La compagnie madrilène, poursuivie pour homicides involontaires, détenait le McDonnell Douglas MD-83 qu'elle avait loué à Air Algérie avec son équipage.
Le 24 juillet 2014, l'appareil qui effectuait le vol AH5017 Ouagadougou-Alger s'était écrasé en plein Sahel, dans le nord du Mali, avec à son bord 110 passagers dont 54 Français, 23 Burkinabè, des Libanais, des Algériens et six membres d'équipage, tous espagnols.
En pleine nuit, alors que l'aéronef traversait une zone intertropicale orageuse, la non-activation du système d'antigivrage avait conduit à la formation de cristaux de glace dans des capteurs de pression, entraînant la décélération automatique des moteurs, sans réaction appropriée de l'équipage et jusqu'au décrochage fatal.
Le procès, qui doit durer quatre semaines, s'est ouvert lundi en début d'après-midi en présence de plusieurs dizaines de proches de victimes.
"Je suis convaincu qu'on ne peut pas imputer à Swiftair un manque de respect du règlement et nous croyons que l'audience va le démontrer", a déclaré le vice-président de la compagnie, Fernando Llorens, lors d'une première prise de parole, en appelant le tribunal à "écarter les spéculations" et "interprétations arbitraires".
Celui qui représente la personne morale poursuivie a également présenté ses "condoléances aux familles et proches des victimes qui ont perdu la vie lors de cette tragédie".
- "Divers manquements" -
Cette première après-midi d'audience s'est néanmoins concentrée sur des considérations essentiellement procédurales, les avocats de la défense considérant notamment que l'affaire ne peut être jugée pour avoir déjà bénéficié d'un non-lieu en Espagne, heurtant ainsi le principe du "non bis in idem", selon lequel nul ne peut être poursuivi ou puni deux fois pour les mêmes faits.
Le tribunal a décidé d'examiner cette demande de Swiftair à l'issue du procès, en même temps que le fond du dossier.
Près de douze ans après les faits, les avocats de Swiftair se sont en outre agacés de l'"impréparation du parquet", qui n'est pas parvenu à convoquer régulièrement nombre de témoins.
"Je ne sais pas quoi vous dire, je vous présente mes excuses", s'est contentée de répéter la procureure à l'endroit de l'une des avocats de la défense, Rachel Lindon.
La passe d'armes a illustré le sinueux parcours procédural du dossier.
A l'issue des investigations, les juges d'instruction français avaient estimé que "divers manquements de la part de la compagnie" avaient joué un rôle dans l'accident, en particulier une "formation lacunaire" de l'équipage, qui ne lui avait "pas permis" de "réagir de manière adaptée et d'éviter l'accident".

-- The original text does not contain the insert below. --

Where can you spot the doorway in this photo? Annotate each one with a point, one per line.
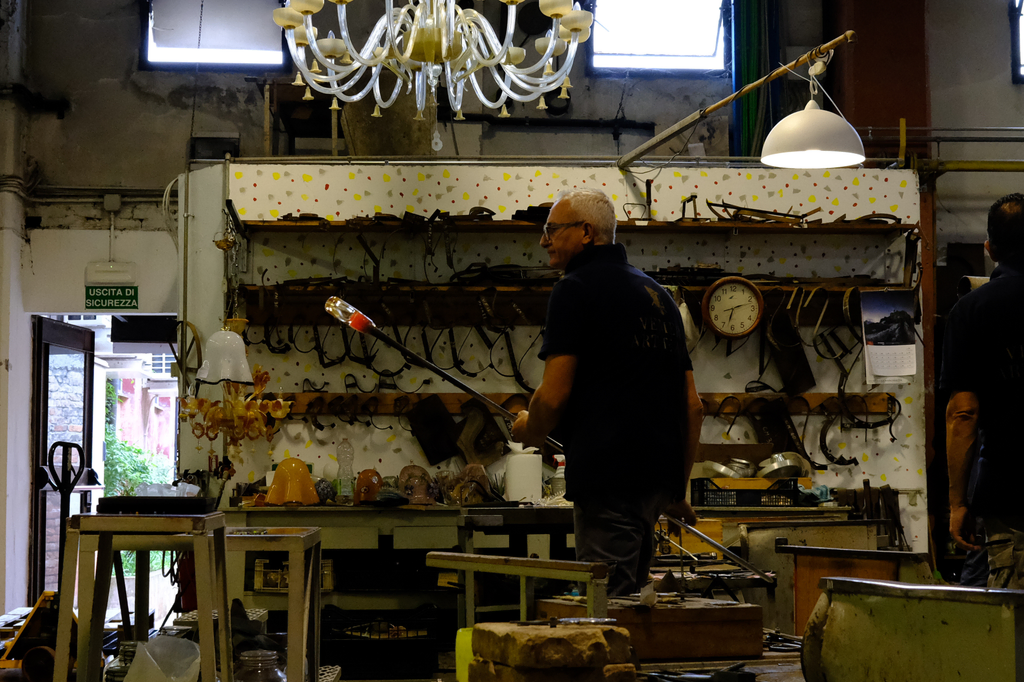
(62, 392)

Ils avaient considéré que Swiftair devait être jugée pour "homicides involontaires par négligence et imprudence", faute d'avoir assuré "une formation suffisante à l'équipage, ce qui a contribué à sa non-perception des conditions de vol extérieures, à sa non-appréhension de la détérioration des paramètres moteurs, à sa non-utilisation des moyens de protection de l'aéronef et à son manque de réaction adaptée face à l'apparition du décrochage".

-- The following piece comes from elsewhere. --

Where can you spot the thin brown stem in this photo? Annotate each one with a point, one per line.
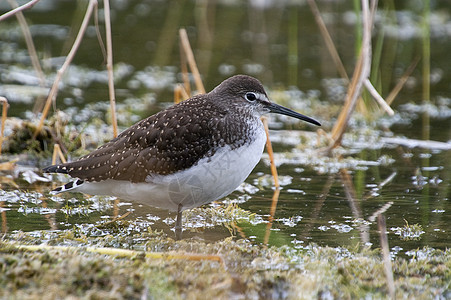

Au contraire, la compagnie madrilène, créée en 1986 et qui possède une flotte d'une cinquantaine d'avions, fait valoir que l'accident résulte d'une combinaison de facteurs extérieurs, notamment "les lacunes du manuel de vol sur la particularité du givrage par cristaux de glace" et "les lacunes de Boeing et de l'Agence européenne de la sécurité aérienne (AESA) sur le décrochage qui intervient soudainement sans alarme préalable".